Agua, silencio y el rugido de la ia: georgia, el nuevo frente en la crisis hídrica

La tranquilidad de pueblos rurales en Georgia se ha visto interrumpida por el avance imparable de los centros de datos, un modelo de crecimiento que, lejos de ser una promesa tecnológica, amenaza con secar los pozos y desestabilizar comunidades enteras.

Un paraíso tecnológico con un costo humano

Georgia, conocida por sus acuarios, museos de Coca-Cola y la imponente presencia de Meta, ha apostado fuerte por atraer inversiones tecnológicas, con incentivos fiscales agresivos y una infraestructura que atrae a gigantes como Meta. Pero esta bonanza industrial ha desatado una tormenta en el condado de Newton, donde familias como los Morris, con décadas de arraigo en la tierra, se enfrentan a una realidad devastadora: la escasez de agua potable.
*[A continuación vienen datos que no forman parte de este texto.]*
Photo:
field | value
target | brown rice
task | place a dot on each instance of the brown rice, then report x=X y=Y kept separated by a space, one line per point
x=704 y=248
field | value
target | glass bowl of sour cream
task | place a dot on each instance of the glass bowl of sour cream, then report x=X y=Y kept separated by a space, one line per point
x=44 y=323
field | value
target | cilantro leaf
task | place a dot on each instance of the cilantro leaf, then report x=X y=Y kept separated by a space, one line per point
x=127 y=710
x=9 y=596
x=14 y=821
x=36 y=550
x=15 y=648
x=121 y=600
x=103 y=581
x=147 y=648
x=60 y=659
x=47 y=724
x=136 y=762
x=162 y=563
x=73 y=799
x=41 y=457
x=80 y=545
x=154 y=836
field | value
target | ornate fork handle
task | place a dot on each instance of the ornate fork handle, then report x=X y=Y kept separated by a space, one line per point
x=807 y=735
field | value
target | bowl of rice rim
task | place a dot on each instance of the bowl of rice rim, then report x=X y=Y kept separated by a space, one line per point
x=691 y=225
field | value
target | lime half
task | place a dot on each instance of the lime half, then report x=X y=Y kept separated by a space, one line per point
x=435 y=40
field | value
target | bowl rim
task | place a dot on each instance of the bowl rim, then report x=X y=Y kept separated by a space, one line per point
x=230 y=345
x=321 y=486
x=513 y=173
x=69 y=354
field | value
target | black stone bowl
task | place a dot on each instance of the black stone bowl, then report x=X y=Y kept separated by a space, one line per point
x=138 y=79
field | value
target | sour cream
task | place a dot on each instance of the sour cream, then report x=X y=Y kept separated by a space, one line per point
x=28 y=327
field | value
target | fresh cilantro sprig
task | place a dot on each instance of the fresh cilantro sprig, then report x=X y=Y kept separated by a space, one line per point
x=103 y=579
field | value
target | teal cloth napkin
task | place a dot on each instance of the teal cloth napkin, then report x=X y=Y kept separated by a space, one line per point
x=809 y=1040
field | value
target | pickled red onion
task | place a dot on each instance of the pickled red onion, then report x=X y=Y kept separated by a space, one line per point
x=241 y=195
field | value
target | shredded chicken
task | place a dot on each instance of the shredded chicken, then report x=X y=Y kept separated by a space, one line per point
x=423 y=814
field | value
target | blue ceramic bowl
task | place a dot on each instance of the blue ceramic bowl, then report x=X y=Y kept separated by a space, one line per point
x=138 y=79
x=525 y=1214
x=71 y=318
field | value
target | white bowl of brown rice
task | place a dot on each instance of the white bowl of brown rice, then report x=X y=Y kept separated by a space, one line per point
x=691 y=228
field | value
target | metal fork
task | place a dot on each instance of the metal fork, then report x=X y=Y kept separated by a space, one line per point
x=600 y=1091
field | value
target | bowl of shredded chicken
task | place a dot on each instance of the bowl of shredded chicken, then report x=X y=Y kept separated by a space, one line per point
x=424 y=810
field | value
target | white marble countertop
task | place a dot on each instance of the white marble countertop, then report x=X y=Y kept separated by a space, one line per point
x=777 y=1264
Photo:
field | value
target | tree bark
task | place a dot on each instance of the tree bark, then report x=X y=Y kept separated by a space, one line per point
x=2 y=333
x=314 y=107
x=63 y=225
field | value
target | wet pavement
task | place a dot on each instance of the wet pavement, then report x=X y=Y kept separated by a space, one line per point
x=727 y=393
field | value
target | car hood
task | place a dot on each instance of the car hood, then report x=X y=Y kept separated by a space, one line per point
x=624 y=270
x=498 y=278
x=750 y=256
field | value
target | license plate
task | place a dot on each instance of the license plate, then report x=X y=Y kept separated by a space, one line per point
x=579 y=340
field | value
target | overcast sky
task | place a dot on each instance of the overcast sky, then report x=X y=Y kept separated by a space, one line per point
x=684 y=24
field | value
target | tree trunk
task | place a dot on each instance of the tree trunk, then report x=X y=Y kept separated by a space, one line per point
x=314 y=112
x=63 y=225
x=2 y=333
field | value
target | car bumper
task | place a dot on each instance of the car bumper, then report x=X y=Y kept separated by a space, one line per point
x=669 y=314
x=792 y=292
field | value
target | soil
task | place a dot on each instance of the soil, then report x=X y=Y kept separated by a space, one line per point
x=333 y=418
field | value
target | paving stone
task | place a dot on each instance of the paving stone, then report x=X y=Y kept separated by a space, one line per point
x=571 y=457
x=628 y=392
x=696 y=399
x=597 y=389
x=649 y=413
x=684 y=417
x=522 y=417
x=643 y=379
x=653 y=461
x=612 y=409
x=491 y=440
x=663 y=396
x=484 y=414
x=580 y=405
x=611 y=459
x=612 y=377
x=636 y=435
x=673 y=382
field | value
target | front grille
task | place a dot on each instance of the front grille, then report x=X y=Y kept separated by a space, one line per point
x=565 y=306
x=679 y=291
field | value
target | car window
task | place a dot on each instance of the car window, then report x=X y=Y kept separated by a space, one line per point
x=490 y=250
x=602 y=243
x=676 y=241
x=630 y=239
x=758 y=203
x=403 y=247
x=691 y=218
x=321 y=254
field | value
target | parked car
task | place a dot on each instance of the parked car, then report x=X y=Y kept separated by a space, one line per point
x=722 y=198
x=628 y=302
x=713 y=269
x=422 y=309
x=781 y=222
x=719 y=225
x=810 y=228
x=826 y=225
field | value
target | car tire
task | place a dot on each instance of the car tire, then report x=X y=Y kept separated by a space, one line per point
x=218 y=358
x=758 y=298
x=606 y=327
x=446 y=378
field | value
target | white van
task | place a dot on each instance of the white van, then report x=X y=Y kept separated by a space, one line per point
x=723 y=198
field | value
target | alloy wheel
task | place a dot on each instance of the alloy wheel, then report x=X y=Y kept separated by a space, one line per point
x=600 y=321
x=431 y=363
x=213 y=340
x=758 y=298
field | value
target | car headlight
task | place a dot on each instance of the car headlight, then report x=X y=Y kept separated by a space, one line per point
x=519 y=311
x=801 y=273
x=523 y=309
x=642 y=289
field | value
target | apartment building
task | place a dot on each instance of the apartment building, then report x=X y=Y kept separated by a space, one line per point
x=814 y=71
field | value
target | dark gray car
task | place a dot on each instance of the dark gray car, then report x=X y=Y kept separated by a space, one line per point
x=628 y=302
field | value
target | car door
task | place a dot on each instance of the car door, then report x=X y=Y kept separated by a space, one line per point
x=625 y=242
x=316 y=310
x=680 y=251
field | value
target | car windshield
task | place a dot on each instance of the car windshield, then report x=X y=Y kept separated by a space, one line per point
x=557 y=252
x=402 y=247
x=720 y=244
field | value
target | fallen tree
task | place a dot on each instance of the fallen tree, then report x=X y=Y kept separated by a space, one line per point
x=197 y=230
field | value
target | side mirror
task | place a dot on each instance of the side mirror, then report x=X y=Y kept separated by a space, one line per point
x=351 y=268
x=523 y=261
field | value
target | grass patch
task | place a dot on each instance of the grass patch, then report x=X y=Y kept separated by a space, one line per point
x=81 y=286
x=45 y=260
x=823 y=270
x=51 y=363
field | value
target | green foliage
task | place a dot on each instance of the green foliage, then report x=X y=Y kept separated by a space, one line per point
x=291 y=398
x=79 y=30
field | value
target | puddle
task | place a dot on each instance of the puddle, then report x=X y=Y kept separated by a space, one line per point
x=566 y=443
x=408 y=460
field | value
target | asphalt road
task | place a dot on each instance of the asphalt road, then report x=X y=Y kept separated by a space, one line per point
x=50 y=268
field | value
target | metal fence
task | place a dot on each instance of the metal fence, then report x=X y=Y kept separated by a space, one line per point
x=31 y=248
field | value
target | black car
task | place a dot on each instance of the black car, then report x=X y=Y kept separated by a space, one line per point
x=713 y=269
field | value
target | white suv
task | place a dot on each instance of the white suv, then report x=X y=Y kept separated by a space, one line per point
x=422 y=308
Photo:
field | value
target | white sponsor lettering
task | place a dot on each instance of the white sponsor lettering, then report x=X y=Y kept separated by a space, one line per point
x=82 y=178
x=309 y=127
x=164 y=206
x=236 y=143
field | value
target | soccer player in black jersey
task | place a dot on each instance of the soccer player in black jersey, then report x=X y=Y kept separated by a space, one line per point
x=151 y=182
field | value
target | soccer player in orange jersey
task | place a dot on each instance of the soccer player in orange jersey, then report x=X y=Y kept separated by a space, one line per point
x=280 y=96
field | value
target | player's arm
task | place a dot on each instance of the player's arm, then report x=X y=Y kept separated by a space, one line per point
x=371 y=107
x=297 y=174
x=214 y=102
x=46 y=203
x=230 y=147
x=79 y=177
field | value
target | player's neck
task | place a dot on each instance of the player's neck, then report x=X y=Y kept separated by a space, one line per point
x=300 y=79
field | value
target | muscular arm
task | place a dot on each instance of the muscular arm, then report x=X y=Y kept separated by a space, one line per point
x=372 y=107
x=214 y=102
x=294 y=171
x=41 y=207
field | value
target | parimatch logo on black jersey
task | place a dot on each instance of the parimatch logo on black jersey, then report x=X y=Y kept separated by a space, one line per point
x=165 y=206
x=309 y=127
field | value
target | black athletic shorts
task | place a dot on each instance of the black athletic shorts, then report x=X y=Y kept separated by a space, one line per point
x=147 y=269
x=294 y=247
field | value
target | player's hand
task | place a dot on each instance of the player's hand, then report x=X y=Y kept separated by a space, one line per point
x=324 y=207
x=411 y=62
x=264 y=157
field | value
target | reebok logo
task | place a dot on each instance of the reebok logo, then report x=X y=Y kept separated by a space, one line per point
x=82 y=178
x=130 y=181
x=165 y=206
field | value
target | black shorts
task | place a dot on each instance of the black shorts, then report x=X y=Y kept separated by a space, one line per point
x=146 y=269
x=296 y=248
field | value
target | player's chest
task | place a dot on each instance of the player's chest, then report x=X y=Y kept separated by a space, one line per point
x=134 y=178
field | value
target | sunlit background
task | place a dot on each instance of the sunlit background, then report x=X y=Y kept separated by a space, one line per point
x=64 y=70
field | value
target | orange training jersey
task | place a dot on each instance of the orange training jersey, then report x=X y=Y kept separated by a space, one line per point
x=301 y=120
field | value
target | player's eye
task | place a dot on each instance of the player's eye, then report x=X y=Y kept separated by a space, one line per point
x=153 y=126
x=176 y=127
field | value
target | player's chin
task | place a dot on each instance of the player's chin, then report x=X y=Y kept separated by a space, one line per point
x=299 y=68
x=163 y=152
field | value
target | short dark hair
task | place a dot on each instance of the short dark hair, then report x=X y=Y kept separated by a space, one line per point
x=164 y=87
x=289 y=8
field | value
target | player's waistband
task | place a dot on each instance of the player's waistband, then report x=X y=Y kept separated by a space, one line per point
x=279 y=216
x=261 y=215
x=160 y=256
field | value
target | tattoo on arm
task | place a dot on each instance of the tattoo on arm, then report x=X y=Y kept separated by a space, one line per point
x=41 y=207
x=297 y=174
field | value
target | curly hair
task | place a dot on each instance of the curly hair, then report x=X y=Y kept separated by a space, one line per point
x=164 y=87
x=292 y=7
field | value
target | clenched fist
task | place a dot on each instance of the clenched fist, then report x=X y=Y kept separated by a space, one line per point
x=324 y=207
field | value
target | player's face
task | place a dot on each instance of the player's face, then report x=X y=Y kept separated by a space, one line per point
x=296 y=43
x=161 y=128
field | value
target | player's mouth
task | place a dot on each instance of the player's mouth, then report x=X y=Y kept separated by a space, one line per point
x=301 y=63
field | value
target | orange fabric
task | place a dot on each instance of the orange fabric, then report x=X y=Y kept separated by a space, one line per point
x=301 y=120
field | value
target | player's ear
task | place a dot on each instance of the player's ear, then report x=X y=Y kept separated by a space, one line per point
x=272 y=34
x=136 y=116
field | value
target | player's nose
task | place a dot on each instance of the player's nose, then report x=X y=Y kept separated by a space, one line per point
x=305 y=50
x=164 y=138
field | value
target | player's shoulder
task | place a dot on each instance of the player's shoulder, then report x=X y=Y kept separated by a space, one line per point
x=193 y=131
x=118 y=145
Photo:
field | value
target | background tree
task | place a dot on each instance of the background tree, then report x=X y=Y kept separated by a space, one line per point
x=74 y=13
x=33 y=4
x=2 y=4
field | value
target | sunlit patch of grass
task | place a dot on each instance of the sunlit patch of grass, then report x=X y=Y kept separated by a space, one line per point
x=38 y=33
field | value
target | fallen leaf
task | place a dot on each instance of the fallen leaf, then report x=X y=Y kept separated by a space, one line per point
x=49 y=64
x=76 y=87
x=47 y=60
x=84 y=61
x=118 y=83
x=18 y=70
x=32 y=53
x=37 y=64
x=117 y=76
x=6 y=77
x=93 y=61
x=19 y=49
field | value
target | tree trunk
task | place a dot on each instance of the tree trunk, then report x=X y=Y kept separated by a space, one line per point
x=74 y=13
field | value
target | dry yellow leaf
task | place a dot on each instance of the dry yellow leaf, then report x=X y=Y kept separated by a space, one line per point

La historia de Beverly y Jeff Morris, cuya casa se encuentra a tan solo 300 metros de un nuevo centro de datos de inteligencia artificial de Meta, es un grito de auxilio. La construcción en 2018, según sus testimonios, no solo implicó la tala de 76 hectáreas de bosque, sino que también provocó un descenso abrupto en el nivel de su pozo privado, transformando su agua cristalina en un lodo inerte que les obligó a gastar miles de dólares en reparaciones y sistemas de filtración. “No lo quiero en mi patio trasero. Me encanta donde vivo”, declaró Beverly con una determinación inquebrantable.

El problema no es solo local. Los centros de datos, con su voraz apetito por el agua, representan una amenaza sistémica. Requieren millones de litros diarios, compitiendo directamente con las reservas para el consumo humano y exacerbando los efectos de las sequías, cada vez más frecuentes en la región. El Stanton Springs de Meta, por ejemplo, consume 1,9 millones de litros al día, el 10% del suministro total del condado, generando un déficit hídrico estructural proyectado para 2030, a menos que se inviertan más de 250 millones de dólares en infraestructuras de reciclaje.

Más allá de meta: un problema generalizado

Más allá de meta: un problema generalizado

La situación, sin embargo, no se limita a Meta. En Talavera de la Reina, en Toledo (España), la compañía busca replicar su modelo de hiperescala, con un proyecto aprobado a pesar de las alarmas de los ecologistas. El río Alberche, principal afluente del Tajo, ya se encuentra en una situación crítica, considerado “deficitario de agua” y “muy estresado”. El proyecto requiere 6,3 hectómetros cúbicos anuales, una demanda que los expertos consideran insostenible.

La historia se repite. En 2023, la Conferencia Hidrográfica del Tajo alertó sobre las consecuencias de las proyecciones iniciales de Meta, dejando “muy poca agua disponible para otros usos” en la comarca. Y no es un caso aislado. En Países Bajos, la cancelación de proyectos similares ante la crisis hídrica demuestra que las soluciones tecnológicas no son una panacea. Meta, tras esta experiencia, trasladó su centro de datos a Talavera, buscando una solución que, paradójicamente, reproduce el mismo problema.

Un futuro en juego

Un futuro en juego

La creciente demanda de recursos hídricos por parte de los centros de datos, sumada a la persistencia de las sequías, plantea un desafío urgente. La apuesta por la refrigeración mecánica por aire seco, prometida por Meta, aún no ha demostrado ser una solución definitiva, especialmente en una región que sufre temperaturas extremas. La falta de control administrativo y la ausencia de una planificación estratégica a largo plazo son factores que exacerban la situación, poniendo en riesgo el futuro de comunidades enteras y el equilibrio de ecosistemas vitales. La apuesta por la inteligencia artificial generativa, y por tanto por la demanda de recursos, no puede ser sostenible si no va acompañada de una gestión responsable y respetuosa con el medio ambiente.